Online users are notoriously impatient and hyper-skittish. All it takes is a whiff of uncertainty and they’ll take-off.
An effective landing page for a local service business like a landscaper is better off saying where they are with clarity.
When I visit their site, I have a moment where I need to orient myself. In my mind, I ask Where am I?
What I want to be sure of is that I’ve found a landscaper that services the area where my home is. A website which makes that immediately clear has an advantage over one that doesn’t.
In fact, a broader statement like Landscaper Serving Boulder County Since 1981 or Boulder County’s Top Rated Local Landscaper would ensure that visitors know they are in the right place. Better yet, they could include a quick link to “our service areas” that goes to a page that lists all the service areas by name.
Why not include this type of statement? Why not be sure people know you offer services in their area?
The second site, instead of including this pertinent info, offers fluff. The outdoors is their “palette”? The land I inhabit their “masterpiece”? Huh?
Where do they work? How much will this cost? How do I get an estimate?
For goodness sake, where is their phone number?
Without the answers to the three W’s, poetic language and pretty pictures aren’t worth much.
SEO
Another factor with using locations in your content is keyword optimization.
In the past, it would have been unforgivable not to have “Boulder landscaper” in the content of the homepage. You never would have ranked without the keyword explicitly used in the page’s content.
Today, this is less certain, but it’s still recommended. If you offer a service in a competitive market, for SEO purposes it’s better to use the keyword phrase you’re targeting in your content, including locations. Your homepage should be optimized for your primary target, landing pages can be used for secondary targets.
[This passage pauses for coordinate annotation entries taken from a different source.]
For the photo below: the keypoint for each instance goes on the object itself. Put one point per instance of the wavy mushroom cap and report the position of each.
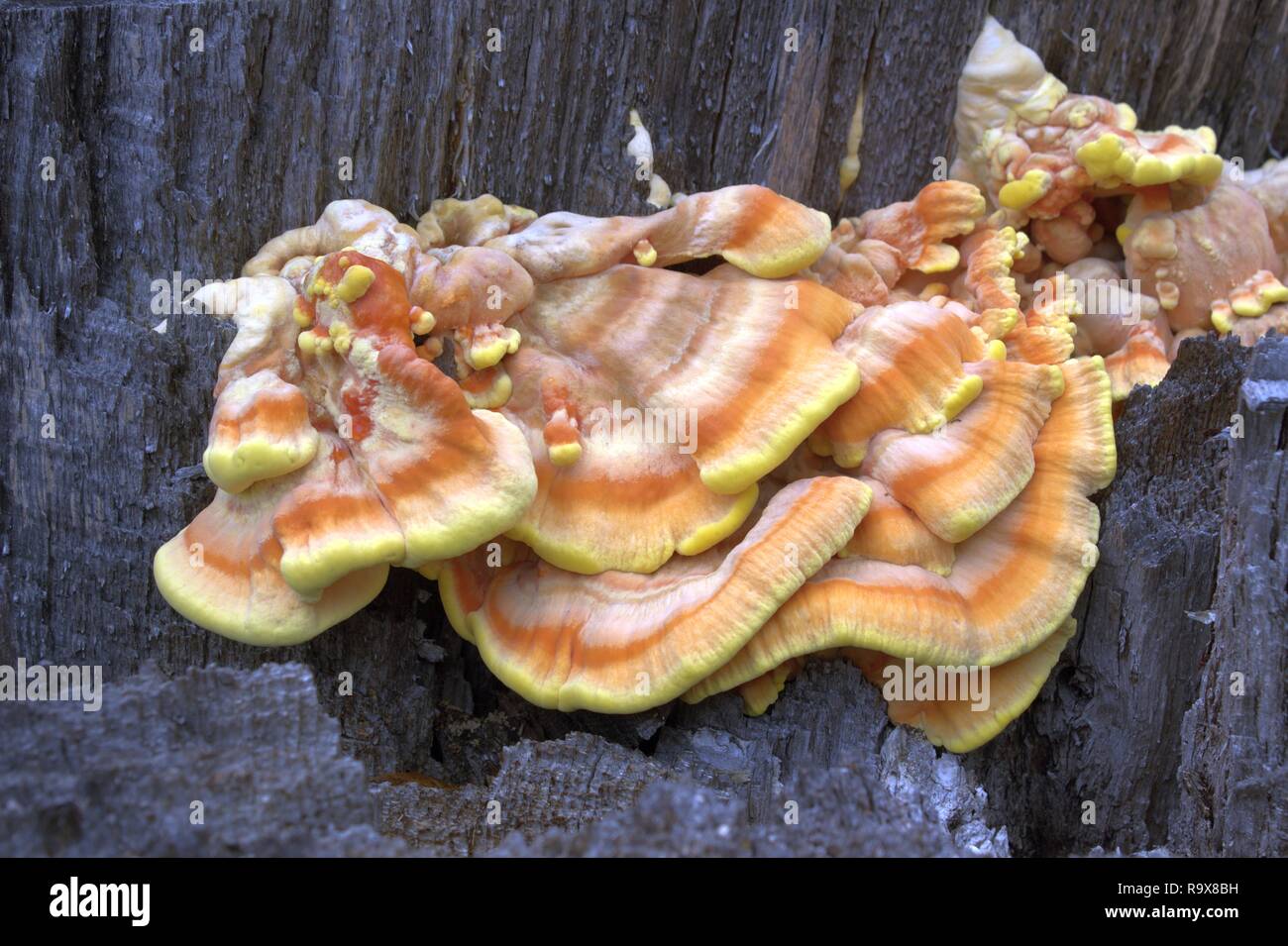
(653, 400)
(342, 455)
(621, 643)
(1013, 583)
(961, 719)
(751, 227)
(1038, 150)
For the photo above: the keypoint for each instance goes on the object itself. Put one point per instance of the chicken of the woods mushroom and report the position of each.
(634, 484)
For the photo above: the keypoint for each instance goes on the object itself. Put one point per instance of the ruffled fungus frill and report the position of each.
(338, 452)
(1202, 245)
(1012, 584)
(623, 643)
(642, 484)
(653, 402)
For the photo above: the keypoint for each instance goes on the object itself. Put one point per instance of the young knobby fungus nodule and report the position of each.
(874, 442)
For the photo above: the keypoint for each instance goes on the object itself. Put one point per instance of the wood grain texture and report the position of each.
(170, 159)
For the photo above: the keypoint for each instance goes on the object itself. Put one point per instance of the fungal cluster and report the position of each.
(635, 482)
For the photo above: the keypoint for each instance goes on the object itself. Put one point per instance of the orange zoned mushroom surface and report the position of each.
(653, 402)
(623, 643)
(1012, 585)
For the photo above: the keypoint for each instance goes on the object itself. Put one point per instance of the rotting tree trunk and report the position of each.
(170, 159)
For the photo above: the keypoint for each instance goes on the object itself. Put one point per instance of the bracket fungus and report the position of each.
(1198, 244)
(634, 484)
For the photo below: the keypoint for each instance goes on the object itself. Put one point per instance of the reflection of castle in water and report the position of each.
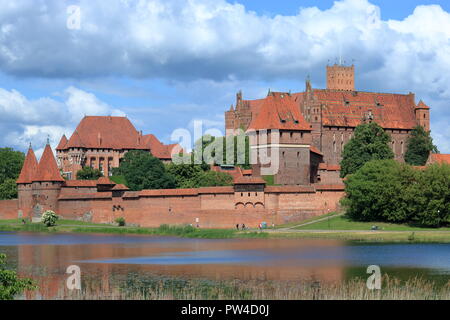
(48, 263)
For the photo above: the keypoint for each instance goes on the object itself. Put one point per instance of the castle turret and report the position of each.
(423, 115)
(47, 184)
(24, 184)
(340, 77)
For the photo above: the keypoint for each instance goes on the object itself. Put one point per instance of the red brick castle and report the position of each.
(310, 127)
(323, 121)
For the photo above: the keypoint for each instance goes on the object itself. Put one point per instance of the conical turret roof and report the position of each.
(29, 168)
(47, 168)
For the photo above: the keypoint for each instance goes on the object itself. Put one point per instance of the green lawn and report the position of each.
(343, 223)
(293, 224)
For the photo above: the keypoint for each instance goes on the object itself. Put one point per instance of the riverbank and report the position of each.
(183, 289)
(333, 226)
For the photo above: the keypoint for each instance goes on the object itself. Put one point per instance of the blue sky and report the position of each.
(167, 63)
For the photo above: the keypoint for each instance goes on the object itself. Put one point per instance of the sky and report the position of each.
(166, 64)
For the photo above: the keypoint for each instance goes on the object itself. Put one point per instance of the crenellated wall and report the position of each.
(215, 207)
(9, 209)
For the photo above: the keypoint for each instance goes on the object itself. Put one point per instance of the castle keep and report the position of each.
(305, 132)
(325, 119)
(101, 143)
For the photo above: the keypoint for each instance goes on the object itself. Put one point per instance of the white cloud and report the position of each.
(24, 120)
(187, 40)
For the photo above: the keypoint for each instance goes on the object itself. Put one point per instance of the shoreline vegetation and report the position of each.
(203, 289)
(331, 226)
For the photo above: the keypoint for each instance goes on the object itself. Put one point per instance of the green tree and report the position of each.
(430, 199)
(210, 179)
(11, 163)
(376, 192)
(10, 284)
(141, 171)
(88, 173)
(8, 189)
(420, 145)
(184, 173)
(370, 142)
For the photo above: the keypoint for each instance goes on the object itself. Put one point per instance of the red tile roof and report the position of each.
(422, 105)
(439, 158)
(81, 183)
(47, 169)
(118, 133)
(62, 143)
(120, 187)
(348, 108)
(279, 111)
(249, 180)
(289, 189)
(329, 167)
(104, 181)
(330, 187)
(315, 150)
(29, 168)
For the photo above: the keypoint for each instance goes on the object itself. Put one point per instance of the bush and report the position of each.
(10, 284)
(120, 221)
(385, 190)
(49, 218)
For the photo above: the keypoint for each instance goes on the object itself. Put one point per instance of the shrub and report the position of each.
(49, 218)
(120, 221)
(10, 284)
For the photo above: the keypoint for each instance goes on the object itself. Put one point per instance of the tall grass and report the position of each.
(179, 289)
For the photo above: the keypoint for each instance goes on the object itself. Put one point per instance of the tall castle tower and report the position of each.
(340, 77)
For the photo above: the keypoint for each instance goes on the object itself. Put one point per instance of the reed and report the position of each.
(180, 289)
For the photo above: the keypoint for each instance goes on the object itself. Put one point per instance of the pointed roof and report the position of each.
(279, 111)
(47, 169)
(422, 105)
(62, 143)
(29, 168)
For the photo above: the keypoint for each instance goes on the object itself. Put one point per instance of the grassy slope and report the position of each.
(343, 223)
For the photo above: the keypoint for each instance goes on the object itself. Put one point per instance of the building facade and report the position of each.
(334, 113)
(101, 143)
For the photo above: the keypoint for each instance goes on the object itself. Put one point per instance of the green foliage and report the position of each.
(88, 173)
(386, 190)
(118, 180)
(8, 189)
(270, 180)
(142, 171)
(369, 142)
(120, 221)
(10, 284)
(184, 173)
(238, 146)
(209, 179)
(420, 145)
(49, 218)
(11, 163)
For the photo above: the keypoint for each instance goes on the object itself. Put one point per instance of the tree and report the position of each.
(431, 197)
(8, 189)
(184, 173)
(370, 142)
(420, 145)
(88, 173)
(210, 179)
(141, 171)
(49, 218)
(10, 284)
(376, 192)
(385, 190)
(11, 163)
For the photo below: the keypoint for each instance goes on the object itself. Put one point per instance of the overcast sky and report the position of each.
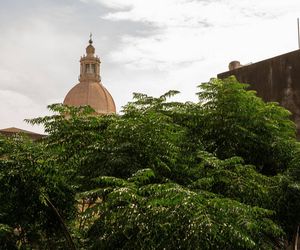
(148, 46)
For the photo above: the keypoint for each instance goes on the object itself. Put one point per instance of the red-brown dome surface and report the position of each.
(93, 94)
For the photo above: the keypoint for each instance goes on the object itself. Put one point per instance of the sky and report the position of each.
(146, 46)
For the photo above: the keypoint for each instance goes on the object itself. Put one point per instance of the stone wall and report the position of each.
(275, 79)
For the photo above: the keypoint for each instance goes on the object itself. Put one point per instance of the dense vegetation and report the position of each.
(222, 173)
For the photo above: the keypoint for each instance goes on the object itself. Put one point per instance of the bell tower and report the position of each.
(90, 65)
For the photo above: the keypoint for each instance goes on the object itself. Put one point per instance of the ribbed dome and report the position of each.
(93, 94)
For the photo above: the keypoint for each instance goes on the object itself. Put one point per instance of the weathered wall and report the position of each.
(275, 79)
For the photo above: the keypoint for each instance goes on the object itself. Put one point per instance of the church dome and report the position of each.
(89, 90)
(93, 94)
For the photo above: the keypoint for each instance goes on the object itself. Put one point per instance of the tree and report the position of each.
(29, 184)
(221, 173)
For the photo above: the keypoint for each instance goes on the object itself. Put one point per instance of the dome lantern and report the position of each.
(89, 90)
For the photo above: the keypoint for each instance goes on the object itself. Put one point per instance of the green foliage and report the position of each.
(236, 122)
(139, 215)
(222, 173)
(26, 175)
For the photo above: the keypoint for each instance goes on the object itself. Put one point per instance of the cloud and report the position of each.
(15, 107)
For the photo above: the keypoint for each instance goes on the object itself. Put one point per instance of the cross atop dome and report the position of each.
(89, 90)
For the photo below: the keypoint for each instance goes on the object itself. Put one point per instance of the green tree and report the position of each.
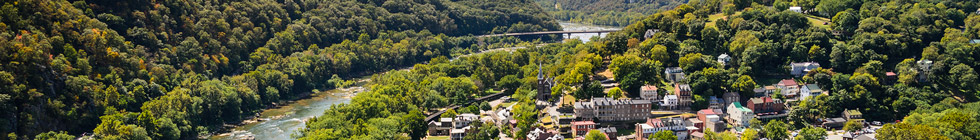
(906, 131)
(775, 130)
(853, 126)
(663, 135)
(812, 133)
(750, 134)
(699, 102)
(615, 93)
(51, 135)
(592, 89)
(451, 113)
(742, 40)
(745, 86)
(595, 135)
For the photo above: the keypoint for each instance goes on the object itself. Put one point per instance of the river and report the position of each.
(568, 26)
(282, 122)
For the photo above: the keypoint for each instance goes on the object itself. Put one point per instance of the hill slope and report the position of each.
(169, 69)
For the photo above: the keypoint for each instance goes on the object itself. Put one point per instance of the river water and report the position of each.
(283, 122)
(585, 37)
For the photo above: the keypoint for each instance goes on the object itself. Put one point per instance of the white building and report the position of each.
(464, 120)
(739, 116)
(648, 92)
(650, 32)
(724, 59)
(796, 9)
(538, 134)
(810, 90)
(925, 69)
(458, 134)
(789, 87)
(674, 74)
(670, 101)
(800, 69)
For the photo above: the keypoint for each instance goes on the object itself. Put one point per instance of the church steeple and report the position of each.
(540, 72)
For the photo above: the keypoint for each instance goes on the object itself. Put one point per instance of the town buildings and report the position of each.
(789, 87)
(739, 116)
(540, 134)
(800, 69)
(544, 85)
(853, 115)
(810, 90)
(608, 109)
(683, 92)
(610, 132)
(832, 123)
(441, 127)
(648, 92)
(669, 102)
(674, 74)
(796, 9)
(765, 105)
(580, 128)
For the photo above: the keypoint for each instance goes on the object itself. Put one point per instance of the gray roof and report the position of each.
(684, 87)
(608, 130)
(813, 87)
(602, 101)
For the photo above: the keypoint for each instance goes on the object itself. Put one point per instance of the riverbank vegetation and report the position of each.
(392, 108)
(605, 12)
(172, 69)
(862, 42)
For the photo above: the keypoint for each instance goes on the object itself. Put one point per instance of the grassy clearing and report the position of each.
(714, 17)
(818, 21)
(568, 99)
(437, 138)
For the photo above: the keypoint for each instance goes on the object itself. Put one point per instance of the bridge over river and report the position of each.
(563, 33)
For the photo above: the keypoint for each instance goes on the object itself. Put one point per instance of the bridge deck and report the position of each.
(547, 33)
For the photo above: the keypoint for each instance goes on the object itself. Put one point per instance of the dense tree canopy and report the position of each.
(171, 69)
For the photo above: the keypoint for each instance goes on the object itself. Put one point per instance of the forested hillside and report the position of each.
(862, 41)
(607, 12)
(178, 69)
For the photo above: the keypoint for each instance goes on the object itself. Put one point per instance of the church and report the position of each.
(544, 85)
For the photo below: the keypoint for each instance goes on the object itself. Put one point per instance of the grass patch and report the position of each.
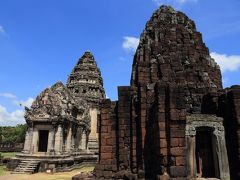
(8, 154)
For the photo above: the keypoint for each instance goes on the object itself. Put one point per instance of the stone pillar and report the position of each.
(69, 139)
(191, 148)
(50, 141)
(93, 136)
(93, 115)
(222, 153)
(35, 140)
(191, 157)
(28, 140)
(59, 140)
(83, 144)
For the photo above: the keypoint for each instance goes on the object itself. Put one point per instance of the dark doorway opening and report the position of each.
(43, 141)
(206, 154)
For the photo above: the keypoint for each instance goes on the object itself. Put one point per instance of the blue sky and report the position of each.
(41, 41)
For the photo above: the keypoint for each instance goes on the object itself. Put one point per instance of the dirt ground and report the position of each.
(45, 176)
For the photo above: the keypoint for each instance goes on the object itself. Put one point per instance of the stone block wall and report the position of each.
(229, 108)
(108, 146)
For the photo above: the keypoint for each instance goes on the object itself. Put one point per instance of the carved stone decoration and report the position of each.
(195, 121)
(61, 119)
(85, 82)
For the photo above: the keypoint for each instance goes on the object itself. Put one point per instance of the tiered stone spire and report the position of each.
(85, 81)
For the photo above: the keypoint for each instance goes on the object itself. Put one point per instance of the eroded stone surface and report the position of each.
(173, 77)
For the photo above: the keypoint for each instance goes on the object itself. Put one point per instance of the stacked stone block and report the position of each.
(173, 76)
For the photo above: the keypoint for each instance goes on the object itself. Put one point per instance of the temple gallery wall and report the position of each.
(174, 121)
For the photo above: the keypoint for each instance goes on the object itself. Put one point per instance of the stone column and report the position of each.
(222, 153)
(93, 136)
(83, 144)
(50, 141)
(28, 140)
(35, 140)
(59, 140)
(69, 139)
(191, 148)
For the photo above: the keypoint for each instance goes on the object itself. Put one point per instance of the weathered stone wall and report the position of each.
(108, 146)
(229, 108)
(173, 76)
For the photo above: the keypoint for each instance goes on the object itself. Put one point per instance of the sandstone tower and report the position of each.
(171, 122)
(85, 82)
(62, 122)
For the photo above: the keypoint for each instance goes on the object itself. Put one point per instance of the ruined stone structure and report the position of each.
(175, 121)
(62, 122)
(85, 82)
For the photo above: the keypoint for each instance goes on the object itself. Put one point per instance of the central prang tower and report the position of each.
(85, 82)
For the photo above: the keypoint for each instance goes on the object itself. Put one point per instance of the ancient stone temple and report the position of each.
(62, 122)
(175, 121)
(85, 82)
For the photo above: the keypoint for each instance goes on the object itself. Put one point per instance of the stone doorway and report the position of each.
(43, 141)
(206, 157)
(206, 147)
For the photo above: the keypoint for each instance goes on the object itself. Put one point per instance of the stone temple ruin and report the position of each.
(175, 121)
(62, 122)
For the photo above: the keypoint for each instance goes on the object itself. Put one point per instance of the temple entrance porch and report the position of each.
(206, 157)
(206, 147)
(43, 140)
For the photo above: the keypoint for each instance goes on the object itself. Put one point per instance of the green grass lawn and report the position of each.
(8, 154)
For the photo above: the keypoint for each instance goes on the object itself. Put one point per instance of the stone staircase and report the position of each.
(26, 167)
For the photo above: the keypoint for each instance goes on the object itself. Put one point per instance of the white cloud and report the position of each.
(26, 103)
(172, 2)
(227, 63)
(16, 101)
(15, 117)
(8, 95)
(130, 43)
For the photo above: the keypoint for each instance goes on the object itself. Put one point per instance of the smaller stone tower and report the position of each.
(85, 82)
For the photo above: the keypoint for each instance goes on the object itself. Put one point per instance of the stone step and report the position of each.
(26, 166)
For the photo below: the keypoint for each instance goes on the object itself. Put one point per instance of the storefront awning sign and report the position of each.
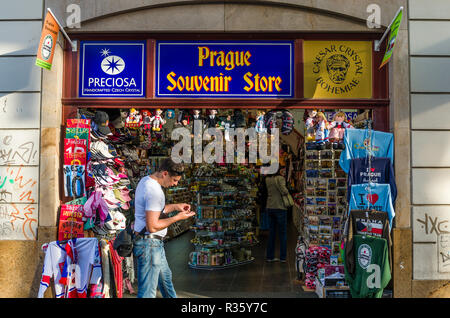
(224, 69)
(337, 69)
(112, 69)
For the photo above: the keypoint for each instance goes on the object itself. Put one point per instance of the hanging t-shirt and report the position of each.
(357, 144)
(373, 223)
(378, 198)
(381, 171)
(73, 266)
(372, 271)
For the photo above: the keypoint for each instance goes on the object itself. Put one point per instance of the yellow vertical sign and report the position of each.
(47, 43)
(337, 69)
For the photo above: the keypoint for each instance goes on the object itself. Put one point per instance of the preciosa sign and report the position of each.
(112, 69)
(229, 69)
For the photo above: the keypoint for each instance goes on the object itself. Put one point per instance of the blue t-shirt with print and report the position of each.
(380, 171)
(379, 198)
(357, 143)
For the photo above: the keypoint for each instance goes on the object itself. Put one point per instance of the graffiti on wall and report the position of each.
(431, 224)
(18, 202)
(19, 147)
(444, 253)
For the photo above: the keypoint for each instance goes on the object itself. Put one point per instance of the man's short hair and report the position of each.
(174, 169)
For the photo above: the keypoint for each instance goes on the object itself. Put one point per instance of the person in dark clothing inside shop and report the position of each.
(150, 227)
(277, 213)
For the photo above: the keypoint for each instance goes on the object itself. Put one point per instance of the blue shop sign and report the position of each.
(225, 69)
(112, 69)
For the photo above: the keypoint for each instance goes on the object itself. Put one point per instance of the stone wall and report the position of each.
(430, 106)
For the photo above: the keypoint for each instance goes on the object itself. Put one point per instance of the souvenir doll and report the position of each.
(133, 117)
(157, 120)
(238, 119)
(183, 118)
(197, 115)
(212, 121)
(321, 131)
(260, 127)
(337, 130)
(310, 122)
(226, 124)
(170, 114)
(146, 119)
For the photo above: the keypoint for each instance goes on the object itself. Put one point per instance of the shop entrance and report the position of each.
(222, 251)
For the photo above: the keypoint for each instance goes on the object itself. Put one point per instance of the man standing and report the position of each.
(150, 227)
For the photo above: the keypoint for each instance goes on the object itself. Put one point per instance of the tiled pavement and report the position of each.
(258, 279)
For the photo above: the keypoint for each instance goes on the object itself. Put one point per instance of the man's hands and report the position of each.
(185, 211)
(182, 207)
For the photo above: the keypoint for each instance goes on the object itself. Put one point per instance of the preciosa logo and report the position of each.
(112, 64)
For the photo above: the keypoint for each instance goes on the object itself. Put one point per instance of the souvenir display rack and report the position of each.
(184, 193)
(225, 223)
(325, 198)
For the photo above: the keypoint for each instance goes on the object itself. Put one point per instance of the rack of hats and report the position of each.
(96, 188)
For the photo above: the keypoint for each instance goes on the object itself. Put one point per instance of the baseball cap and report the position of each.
(101, 119)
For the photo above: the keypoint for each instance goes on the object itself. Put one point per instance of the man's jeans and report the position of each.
(277, 221)
(152, 269)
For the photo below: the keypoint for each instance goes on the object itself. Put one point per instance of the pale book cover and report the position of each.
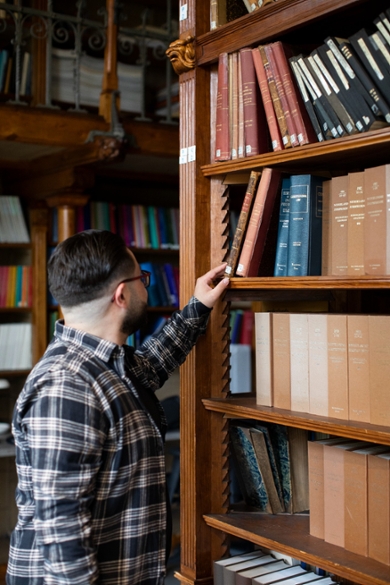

If you have a new website and never use the target keyword phrase in your content, you’re putting yourself at a disadvantage for organic rankings.
Location Based Businesses
There is another consideration where not being clear about your location is a far worse problem. When customers have to come to you.
We’ve seen restaurants, gyms, retail stores, medical offices and other location-based businesses that not only fail to make their contact information and map clear, they don’t even explicitly state were they are on their homepage.
This is really ignoring the information your visitors need most. If your customers come to your location, that location is a primary piece of content that should be prominent in your layout.
For example, this gym has their phone number, address, and contact form right on their homepage:
They embed a Google map of their location on their contact page. In some cases, like with restaurants, you can include the map right on the homepage.
If people need to come to you to become a customer, don’t be vague about your location.
Wrap Up
Our advice for 2018 with location content and keyword optimization is to err on the side of caution. Better to overstate where your service areas are and what your location is than to risk confusing people. Redundant clarity won’t cost you conversions, but confusion will.
There is no good reason not to explicitly state where you work, even if it’s just a general statement. In fact, Serving the Greater Phoenix Area is a statement that provides a lot of information in just a few words. If the reason you don’t want to say this is so you have more room for fluff statements or irrelevant images, you’re shooting yourself in the foot.
In the next few years, search engines may train users with geo-targeted results that are so accurate that putting your location in huge bold letters across your homepage will be unnecessary.
But remember, if your goal is to convert website visitors into leads, clarity always trumps clever. When someone is sure you service their area, you have a better chance of winning the business.